Ich schlief irgendwann, nach weiteren Wellen und Räuschen von Erkenntnissen in meinem eigenen kleinen Wahnsinn mit einem Lächeln auf meinem Sofa ein, als sich alles etwas beruhigt hatte. Um vier erwachte ich kurz und schleppte mich ins Bett um dort weiterzuschlafen. Am nächsten Morgen fühlte ich mich so herrlich und erfüllt wie immer nach einem schönen Mex-Abend. Nur die Tatsache, dass ich jetzt keines mehr hier hatte schmeckte bitter. Aber ich hatte genug Ablenkung den Tag über.
"Ich lebe mehr in meinem Kopf als irgendwo in der greifbaren Welt. Es ist nicht immer einfach. Doch unsere Gedanken sind unsere mächtigste Waffe. Mit ihnen können wir unsere ganze Wahrnehmung, unsere eigene kleine Welt errichten und verändern, vernichten und verhassen, aber auch gestalten und sie genießen. Nichts beeinflusst unser Leben so sehr wie unsere Gedanken. Rein gar nichts."
Könnten normale Menschen so etwas überhaupt verstehen?
Hier schließt die innere Anstalt sich wieder.
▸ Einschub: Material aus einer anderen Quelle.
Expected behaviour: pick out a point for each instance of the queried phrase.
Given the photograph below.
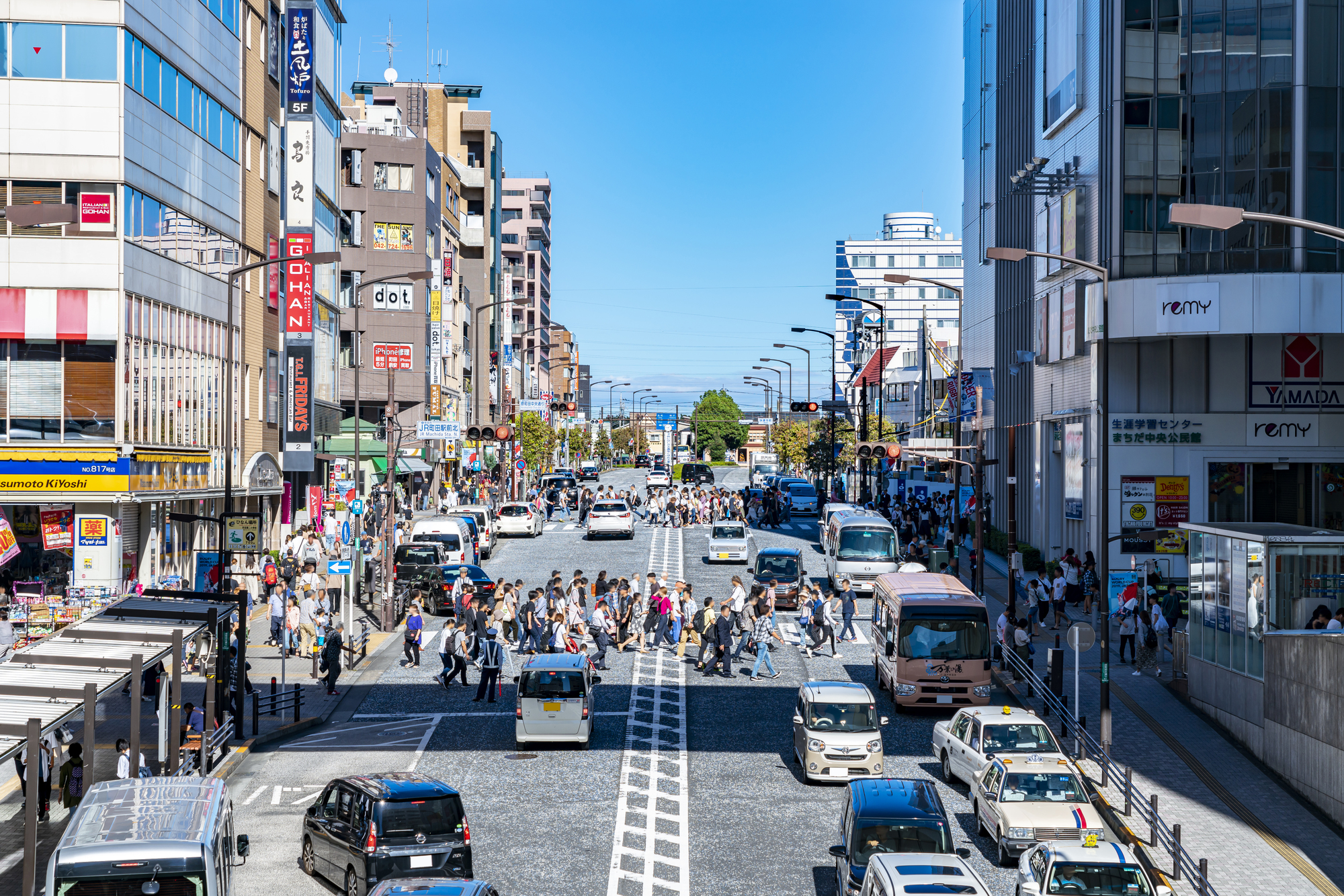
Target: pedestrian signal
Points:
(878, 451)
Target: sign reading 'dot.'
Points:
(439, 431)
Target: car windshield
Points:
(1099, 881)
(553, 683)
(433, 817)
(946, 637)
(415, 555)
(876, 836)
(778, 568)
(448, 539)
(1026, 738)
(1041, 788)
(842, 717)
(868, 545)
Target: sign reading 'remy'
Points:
(1187, 308)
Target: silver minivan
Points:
(556, 701)
(177, 832)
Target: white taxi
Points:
(1032, 799)
(728, 542)
(966, 744)
(611, 518)
(1087, 867)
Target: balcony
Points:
(541, 201)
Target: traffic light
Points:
(878, 451)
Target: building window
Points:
(394, 178)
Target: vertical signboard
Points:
(299, 79)
(299, 288)
(299, 148)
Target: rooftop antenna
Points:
(390, 76)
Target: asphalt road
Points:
(718, 805)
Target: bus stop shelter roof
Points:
(46, 680)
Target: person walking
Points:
(412, 639)
(491, 658)
(331, 658)
(722, 645)
(761, 636)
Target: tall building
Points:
(526, 265)
(913, 379)
(1083, 130)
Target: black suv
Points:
(369, 828)
(697, 474)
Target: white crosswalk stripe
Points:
(651, 847)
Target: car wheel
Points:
(1005, 856)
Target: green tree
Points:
(538, 440)
(716, 420)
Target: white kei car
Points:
(611, 518)
(518, 518)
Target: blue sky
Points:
(705, 158)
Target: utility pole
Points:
(390, 511)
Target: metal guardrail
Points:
(276, 703)
(1161, 835)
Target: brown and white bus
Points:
(931, 639)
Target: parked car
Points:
(365, 830)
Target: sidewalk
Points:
(1257, 836)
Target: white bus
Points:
(861, 546)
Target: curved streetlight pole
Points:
(791, 370)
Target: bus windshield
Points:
(868, 545)
(944, 637)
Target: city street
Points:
(732, 812)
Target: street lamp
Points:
(780, 361)
(44, 214)
(1006, 255)
(791, 370)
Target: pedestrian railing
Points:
(1162, 838)
(276, 705)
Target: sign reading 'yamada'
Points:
(1187, 308)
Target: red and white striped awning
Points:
(75, 315)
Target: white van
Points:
(556, 701)
(111, 844)
(452, 534)
(861, 546)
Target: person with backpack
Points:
(72, 778)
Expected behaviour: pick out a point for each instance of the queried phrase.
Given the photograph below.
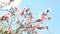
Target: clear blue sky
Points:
(37, 6)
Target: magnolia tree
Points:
(16, 20)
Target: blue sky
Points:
(37, 6)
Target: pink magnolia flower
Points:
(6, 16)
(26, 9)
(40, 17)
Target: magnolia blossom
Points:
(26, 9)
(6, 16)
(40, 17)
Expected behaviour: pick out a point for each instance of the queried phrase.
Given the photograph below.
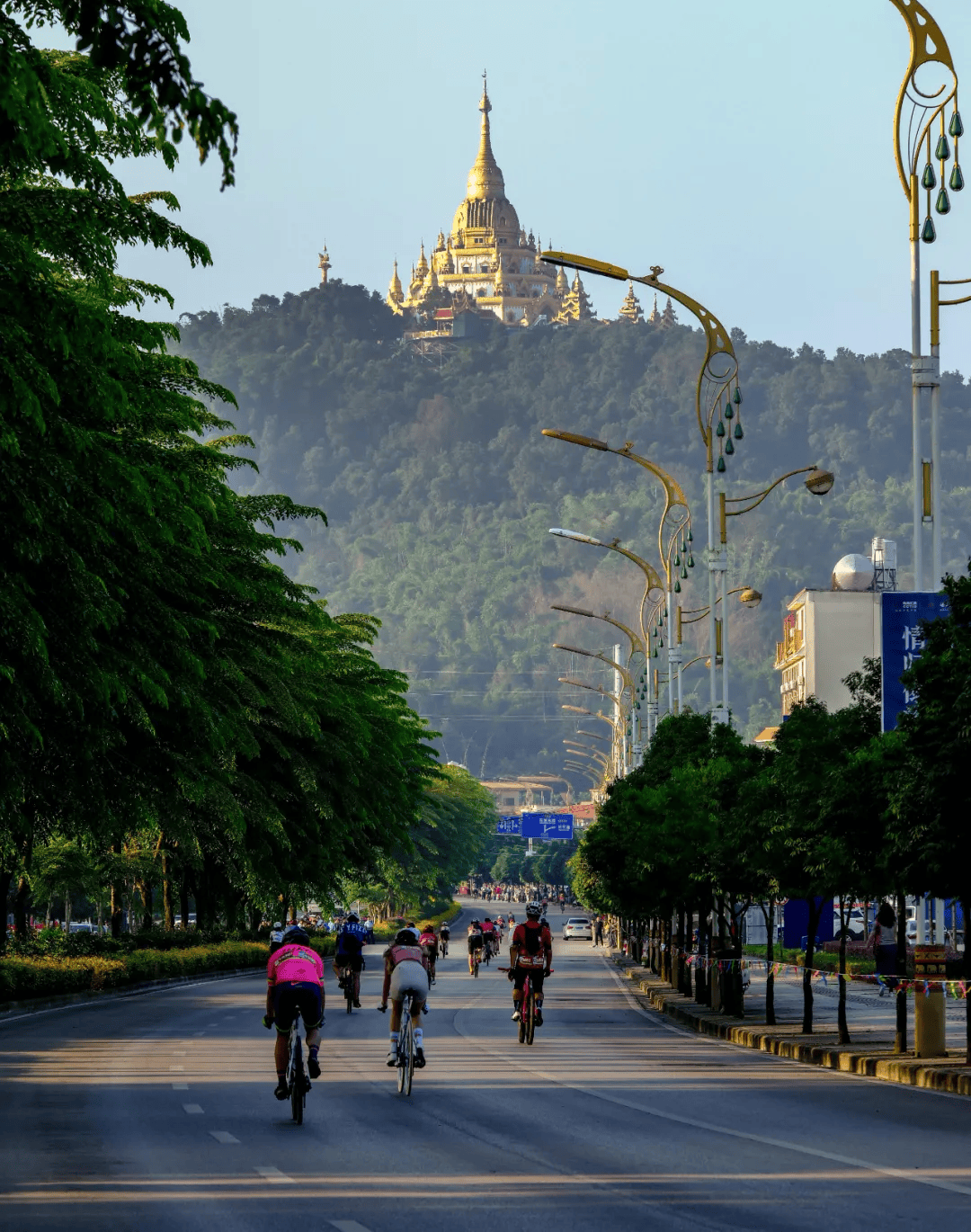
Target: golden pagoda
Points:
(487, 262)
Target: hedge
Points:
(25, 978)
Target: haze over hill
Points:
(440, 490)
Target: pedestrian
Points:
(884, 944)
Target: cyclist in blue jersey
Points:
(349, 954)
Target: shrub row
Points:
(22, 978)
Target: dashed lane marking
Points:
(275, 1175)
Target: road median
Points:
(870, 1055)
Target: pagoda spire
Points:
(485, 179)
(631, 307)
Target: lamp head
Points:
(820, 482)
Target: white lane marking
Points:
(708, 1128)
(275, 1175)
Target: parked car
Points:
(579, 928)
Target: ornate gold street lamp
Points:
(921, 111)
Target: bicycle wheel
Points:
(297, 1093)
(403, 1049)
(529, 1011)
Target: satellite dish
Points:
(853, 572)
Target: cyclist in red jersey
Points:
(530, 952)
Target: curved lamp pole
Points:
(628, 682)
(637, 647)
(717, 402)
(920, 110)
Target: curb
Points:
(13, 1011)
(954, 1077)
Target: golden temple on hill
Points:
(488, 263)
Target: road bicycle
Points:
(526, 1008)
(297, 1081)
(405, 1048)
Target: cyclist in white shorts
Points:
(405, 975)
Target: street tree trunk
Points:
(845, 903)
(900, 1036)
(807, 998)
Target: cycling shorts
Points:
(408, 978)
(305, 995)
(355, 961)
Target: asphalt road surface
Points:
(156, 1111)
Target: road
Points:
(156, 1111)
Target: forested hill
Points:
(440, 490)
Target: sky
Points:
(744, 147)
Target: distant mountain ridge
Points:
(440, 490)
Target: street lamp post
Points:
(918, 110)
(717, 403)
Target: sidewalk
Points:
(870, 1054)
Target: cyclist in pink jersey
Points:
(295, 979)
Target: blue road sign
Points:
(548, 826)
(536, 826)
(901, 612)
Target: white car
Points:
(578, 926)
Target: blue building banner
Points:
(902, 642)
(536, 826)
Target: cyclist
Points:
(405, 975)
(476, 940)
(429, 942)
(530, 951)
(349, 954)
(295, 979)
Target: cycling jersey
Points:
(532, 944)
(295, 965)
(352, 940)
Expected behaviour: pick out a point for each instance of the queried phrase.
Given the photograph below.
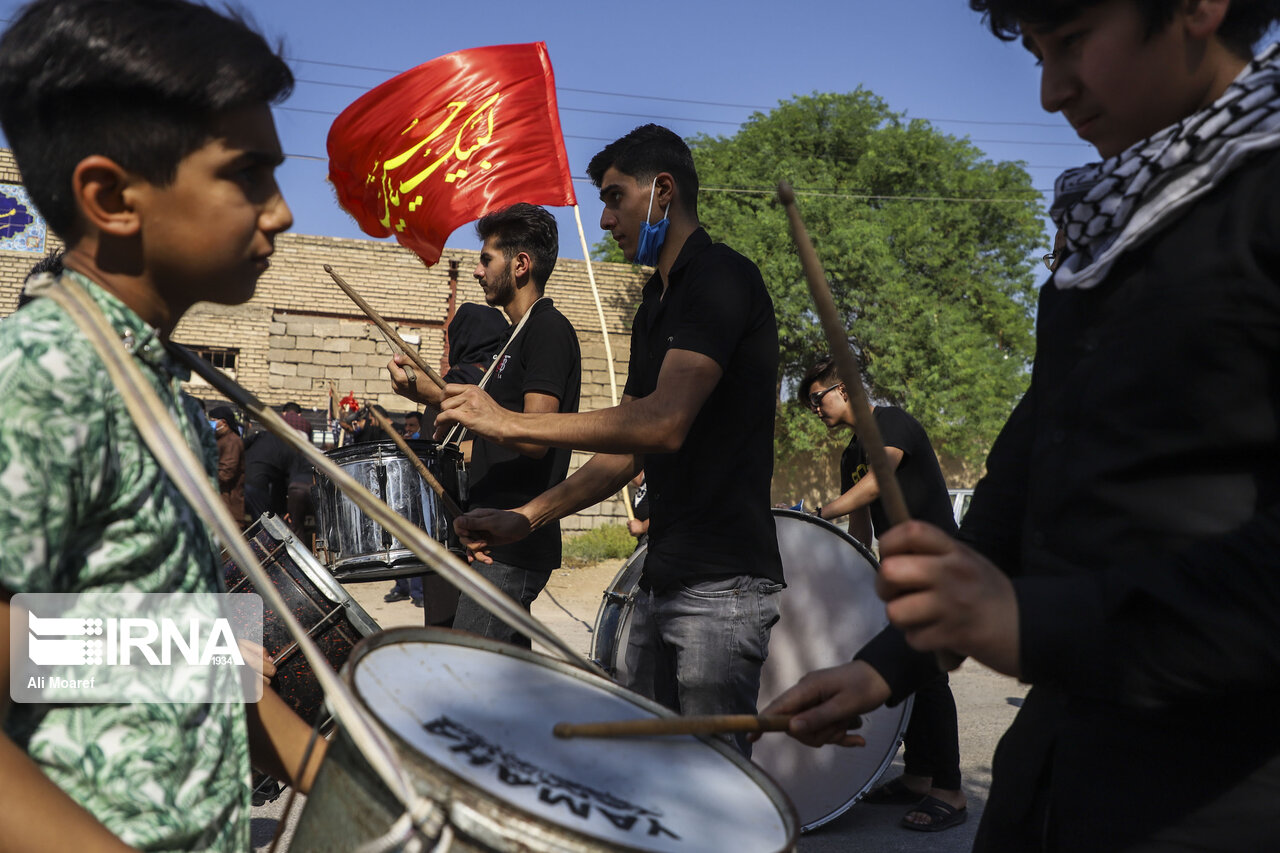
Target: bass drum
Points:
(471, 724)
(827, 612)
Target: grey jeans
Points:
(520, 584)
(698, 648)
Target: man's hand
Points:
(481, 529)
(947, 597)
(827, 703)
(474, 409)
(257, 658)
(421, 389)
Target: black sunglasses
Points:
(816, 397)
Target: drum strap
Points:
(179, 463)
(458, 433)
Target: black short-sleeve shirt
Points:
(709, 501)
(544, 357)
(918, 474)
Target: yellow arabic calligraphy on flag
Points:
(448, 141)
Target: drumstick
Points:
(891, 493)
(387, 329)
(449, 505)
(717, 724)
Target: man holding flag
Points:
(538, 370)
(696, 416)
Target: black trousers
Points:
(932, 739)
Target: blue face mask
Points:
(652, 236)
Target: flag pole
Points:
(604, 331)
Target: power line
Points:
(764, 191)
(645, 97)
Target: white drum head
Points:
(828, 611)
(485, 716)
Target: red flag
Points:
(449, 141)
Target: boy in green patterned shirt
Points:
(144, 135)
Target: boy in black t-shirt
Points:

Das waren soweit die Bruchstücke an die ich mich entsinne. Und siehe da, nun habe ich tatsächlich eine Beschäftigung für den ganzen Tag gehabt. So abrupt wie ich am nächsten Morgen auch wieder in der Realität erwachte, muss ich euch nun auch entlassen.
Vielen, vielen Dank fürs Lesen, falls es jemand durchgestanden hat. Vielleicht werde ich noch etwas ändern, falls mir noch was einfällt.